A chacun de nos coups de fil, après la question d’usage concernant sa santé, nous discutions une demi-heure de tout et de rien. Les points d’actualité ne nous occupaient guère, aussi, souvent revenions-nous à ce qui nous avait toujours rapproché : l’ufologie. Je connaissais Michel depuis 44 ans et pour autant nous ne nous étions jamais rencontrés physiquement ! Je voudrais témoigner ici en quelles circonstances nous nous sommes connus et vanter une de ses grandes qualités : son respect d’autrui…

Une occasion de rencontre ratée en 1976 quand j’habitais Grenoble, une autre un peu plus tard, et puis nous n’y avions plus songé nous contentant de nous apprécier vocalement à distance par téléphone ou en nous écrivant sporadiquement. J’ai une grosse boîte à archives où je garde précieusement toutes ses lettres. Les échanges plus ou moins réguliers que nous avons eus durant ces quatre décennies ont bien mieux valu plus qu’une rencontre physique sujette souvent à l’aléatoire. Et ils me restent comme un trésor.

Tout a commencé quand, nouvellement éditeur des « Cahiers du Réalisme Fantastique » (CRF), lancés en 1971 par un petit groupe de la Maison des Jeunes et de la Culture Magnan de Nice, mon adresse lui a été transmise par la secrétaire de l’association, Mme Denise Bonjour, avec laquelle j’étais en relation depuis 1973.
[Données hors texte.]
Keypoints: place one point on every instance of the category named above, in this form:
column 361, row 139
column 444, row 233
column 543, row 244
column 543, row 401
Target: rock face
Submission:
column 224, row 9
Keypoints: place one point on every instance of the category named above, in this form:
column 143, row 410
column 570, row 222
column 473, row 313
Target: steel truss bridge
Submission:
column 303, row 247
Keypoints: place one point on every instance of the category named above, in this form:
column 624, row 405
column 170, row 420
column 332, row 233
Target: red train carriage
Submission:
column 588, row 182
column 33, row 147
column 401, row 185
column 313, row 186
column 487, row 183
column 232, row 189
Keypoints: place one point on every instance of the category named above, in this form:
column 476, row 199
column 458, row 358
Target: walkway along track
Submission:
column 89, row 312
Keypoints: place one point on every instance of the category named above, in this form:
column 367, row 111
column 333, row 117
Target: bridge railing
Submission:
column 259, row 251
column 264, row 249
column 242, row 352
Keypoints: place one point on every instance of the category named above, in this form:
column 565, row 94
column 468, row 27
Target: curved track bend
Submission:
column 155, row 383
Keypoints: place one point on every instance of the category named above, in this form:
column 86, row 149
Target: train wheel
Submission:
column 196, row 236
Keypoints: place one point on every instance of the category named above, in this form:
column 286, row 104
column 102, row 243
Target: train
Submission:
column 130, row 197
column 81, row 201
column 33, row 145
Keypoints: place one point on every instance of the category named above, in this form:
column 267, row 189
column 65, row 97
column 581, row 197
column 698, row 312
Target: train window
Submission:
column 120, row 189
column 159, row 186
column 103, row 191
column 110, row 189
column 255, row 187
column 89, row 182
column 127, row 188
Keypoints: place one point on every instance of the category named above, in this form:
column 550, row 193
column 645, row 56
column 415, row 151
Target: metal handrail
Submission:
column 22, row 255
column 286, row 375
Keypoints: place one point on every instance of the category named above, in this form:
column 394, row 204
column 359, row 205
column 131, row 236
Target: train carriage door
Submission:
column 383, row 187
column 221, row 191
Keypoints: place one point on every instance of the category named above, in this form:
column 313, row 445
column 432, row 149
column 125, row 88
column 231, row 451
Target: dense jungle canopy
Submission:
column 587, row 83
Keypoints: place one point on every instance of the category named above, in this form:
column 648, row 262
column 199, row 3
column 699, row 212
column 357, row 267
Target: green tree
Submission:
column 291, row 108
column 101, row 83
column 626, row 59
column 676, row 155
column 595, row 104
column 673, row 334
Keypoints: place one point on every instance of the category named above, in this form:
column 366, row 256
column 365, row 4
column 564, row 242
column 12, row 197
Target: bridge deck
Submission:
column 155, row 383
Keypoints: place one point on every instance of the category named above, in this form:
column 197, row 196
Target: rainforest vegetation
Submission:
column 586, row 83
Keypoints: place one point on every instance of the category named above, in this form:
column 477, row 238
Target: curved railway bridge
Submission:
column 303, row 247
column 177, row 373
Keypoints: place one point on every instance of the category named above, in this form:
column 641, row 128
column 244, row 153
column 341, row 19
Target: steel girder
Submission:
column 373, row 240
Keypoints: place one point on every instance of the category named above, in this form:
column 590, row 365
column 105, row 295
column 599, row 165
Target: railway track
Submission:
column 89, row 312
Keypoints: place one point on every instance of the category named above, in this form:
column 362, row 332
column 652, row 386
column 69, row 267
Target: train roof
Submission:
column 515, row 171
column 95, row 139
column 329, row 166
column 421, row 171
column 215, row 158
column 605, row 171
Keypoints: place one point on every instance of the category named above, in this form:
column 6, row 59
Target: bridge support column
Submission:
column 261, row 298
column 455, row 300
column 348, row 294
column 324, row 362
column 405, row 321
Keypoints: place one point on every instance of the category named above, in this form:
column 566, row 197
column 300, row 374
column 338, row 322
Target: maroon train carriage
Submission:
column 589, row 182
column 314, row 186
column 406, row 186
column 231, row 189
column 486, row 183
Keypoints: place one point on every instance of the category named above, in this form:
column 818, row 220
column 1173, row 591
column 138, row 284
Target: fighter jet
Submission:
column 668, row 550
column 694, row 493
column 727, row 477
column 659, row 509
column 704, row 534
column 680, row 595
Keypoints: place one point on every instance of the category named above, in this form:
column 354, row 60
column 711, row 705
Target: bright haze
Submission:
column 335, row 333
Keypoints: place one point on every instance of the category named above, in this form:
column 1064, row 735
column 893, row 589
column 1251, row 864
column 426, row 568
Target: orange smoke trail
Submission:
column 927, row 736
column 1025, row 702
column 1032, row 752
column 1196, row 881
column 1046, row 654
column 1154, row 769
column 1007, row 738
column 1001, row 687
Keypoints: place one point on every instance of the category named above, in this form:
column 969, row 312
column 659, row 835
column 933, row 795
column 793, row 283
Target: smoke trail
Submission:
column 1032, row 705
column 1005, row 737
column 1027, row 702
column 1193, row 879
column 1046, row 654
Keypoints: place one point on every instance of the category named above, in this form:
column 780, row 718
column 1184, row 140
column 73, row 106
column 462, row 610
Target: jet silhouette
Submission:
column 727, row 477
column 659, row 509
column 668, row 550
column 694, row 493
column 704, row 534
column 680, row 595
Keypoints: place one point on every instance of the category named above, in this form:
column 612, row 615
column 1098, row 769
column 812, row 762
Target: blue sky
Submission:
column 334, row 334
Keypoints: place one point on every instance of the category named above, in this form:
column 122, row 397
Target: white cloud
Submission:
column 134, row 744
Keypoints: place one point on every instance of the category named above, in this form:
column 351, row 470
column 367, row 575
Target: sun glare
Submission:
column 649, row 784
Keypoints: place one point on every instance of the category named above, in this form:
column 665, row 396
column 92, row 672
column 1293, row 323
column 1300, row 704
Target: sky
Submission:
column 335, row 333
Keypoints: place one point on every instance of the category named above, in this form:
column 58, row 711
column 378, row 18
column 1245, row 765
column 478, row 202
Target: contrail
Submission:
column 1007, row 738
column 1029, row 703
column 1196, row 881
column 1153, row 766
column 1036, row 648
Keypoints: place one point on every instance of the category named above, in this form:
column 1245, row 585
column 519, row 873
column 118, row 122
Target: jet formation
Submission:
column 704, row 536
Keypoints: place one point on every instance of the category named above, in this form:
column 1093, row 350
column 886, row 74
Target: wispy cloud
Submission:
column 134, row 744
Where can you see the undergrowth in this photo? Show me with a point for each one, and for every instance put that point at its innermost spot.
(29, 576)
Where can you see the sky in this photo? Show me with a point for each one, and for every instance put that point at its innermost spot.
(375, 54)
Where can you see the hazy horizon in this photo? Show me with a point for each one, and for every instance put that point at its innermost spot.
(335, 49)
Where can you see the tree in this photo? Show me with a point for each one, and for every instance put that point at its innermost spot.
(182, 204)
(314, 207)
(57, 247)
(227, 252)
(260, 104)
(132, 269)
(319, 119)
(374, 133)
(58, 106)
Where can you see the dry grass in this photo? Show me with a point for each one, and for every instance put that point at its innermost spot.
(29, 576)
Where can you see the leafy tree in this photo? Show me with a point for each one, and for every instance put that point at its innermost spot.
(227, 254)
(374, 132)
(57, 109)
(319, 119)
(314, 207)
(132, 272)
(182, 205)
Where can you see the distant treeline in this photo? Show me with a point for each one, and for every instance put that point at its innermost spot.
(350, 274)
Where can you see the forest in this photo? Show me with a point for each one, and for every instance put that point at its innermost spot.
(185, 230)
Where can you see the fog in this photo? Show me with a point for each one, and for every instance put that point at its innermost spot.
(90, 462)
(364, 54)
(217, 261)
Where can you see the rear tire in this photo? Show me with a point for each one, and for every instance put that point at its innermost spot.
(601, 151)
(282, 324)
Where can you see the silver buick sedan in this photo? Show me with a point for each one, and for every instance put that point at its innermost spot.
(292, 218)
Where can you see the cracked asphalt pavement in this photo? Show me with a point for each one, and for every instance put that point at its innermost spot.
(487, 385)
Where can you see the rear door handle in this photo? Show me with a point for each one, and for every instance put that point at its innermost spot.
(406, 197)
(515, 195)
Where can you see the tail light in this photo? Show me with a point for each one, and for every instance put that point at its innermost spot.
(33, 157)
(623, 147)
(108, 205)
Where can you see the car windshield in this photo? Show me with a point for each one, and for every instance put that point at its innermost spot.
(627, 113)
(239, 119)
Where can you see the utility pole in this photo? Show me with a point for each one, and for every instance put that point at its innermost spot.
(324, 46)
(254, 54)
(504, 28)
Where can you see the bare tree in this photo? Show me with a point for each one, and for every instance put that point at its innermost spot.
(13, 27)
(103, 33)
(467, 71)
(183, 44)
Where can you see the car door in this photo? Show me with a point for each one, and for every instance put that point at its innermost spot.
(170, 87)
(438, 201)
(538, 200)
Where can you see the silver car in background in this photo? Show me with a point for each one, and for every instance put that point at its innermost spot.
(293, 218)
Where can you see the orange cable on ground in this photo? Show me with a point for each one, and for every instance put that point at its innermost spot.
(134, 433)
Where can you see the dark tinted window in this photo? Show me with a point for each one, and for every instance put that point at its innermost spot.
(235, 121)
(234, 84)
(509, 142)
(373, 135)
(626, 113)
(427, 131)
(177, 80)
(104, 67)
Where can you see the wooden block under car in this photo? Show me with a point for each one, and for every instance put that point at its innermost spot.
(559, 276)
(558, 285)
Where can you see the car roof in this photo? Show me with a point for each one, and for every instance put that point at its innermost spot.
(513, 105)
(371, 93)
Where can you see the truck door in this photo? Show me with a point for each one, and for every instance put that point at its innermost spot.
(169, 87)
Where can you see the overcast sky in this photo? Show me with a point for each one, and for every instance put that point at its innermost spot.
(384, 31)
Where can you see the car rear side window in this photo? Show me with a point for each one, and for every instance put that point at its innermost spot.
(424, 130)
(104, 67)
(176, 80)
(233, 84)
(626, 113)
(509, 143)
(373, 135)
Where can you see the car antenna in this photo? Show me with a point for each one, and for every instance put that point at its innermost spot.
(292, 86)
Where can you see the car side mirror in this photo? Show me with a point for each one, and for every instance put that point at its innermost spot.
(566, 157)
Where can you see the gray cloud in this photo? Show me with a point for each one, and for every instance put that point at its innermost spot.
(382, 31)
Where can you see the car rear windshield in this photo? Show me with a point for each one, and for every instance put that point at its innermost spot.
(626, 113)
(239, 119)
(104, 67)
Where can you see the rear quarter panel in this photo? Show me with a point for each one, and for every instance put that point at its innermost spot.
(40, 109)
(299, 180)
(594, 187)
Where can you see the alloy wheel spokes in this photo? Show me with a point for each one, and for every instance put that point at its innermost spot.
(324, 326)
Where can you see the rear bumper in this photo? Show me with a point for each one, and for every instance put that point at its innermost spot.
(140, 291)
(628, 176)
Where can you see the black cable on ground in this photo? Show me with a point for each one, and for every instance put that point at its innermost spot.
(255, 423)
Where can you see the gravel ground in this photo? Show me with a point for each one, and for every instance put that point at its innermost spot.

Dans le n°2 nouvelle formule, nouveau format, du 1er trimestre 1977 des CRF, il se disait « à la recherche de témoignages de phénomènes mystérieux, fantastiques, inexpliqués, aberrants absurdes… »

Il faut croire qu’il avait été intrigué par ce pseudo-Canadien qui avait publié plusieurs livres dans la collection Les Chemins de l’Impossible d’Albin Michel, dont les CRF étaient sur la liste du service de presse et a voulu en savoir plus sur cet auteur énigmatique porté par des livres exploitant la thèse extraterrestre à des fins diverses et variées. A l’époque, j’avais 34 ans et, nanti d’un doctorat en chimie physique délivré par l’université de Montréal obtenu en 1972, je travaillais au Centre Cryogénique de la société Air Liquide à Sassenage près de Grenoble en tant qu’ingénieur de recherche.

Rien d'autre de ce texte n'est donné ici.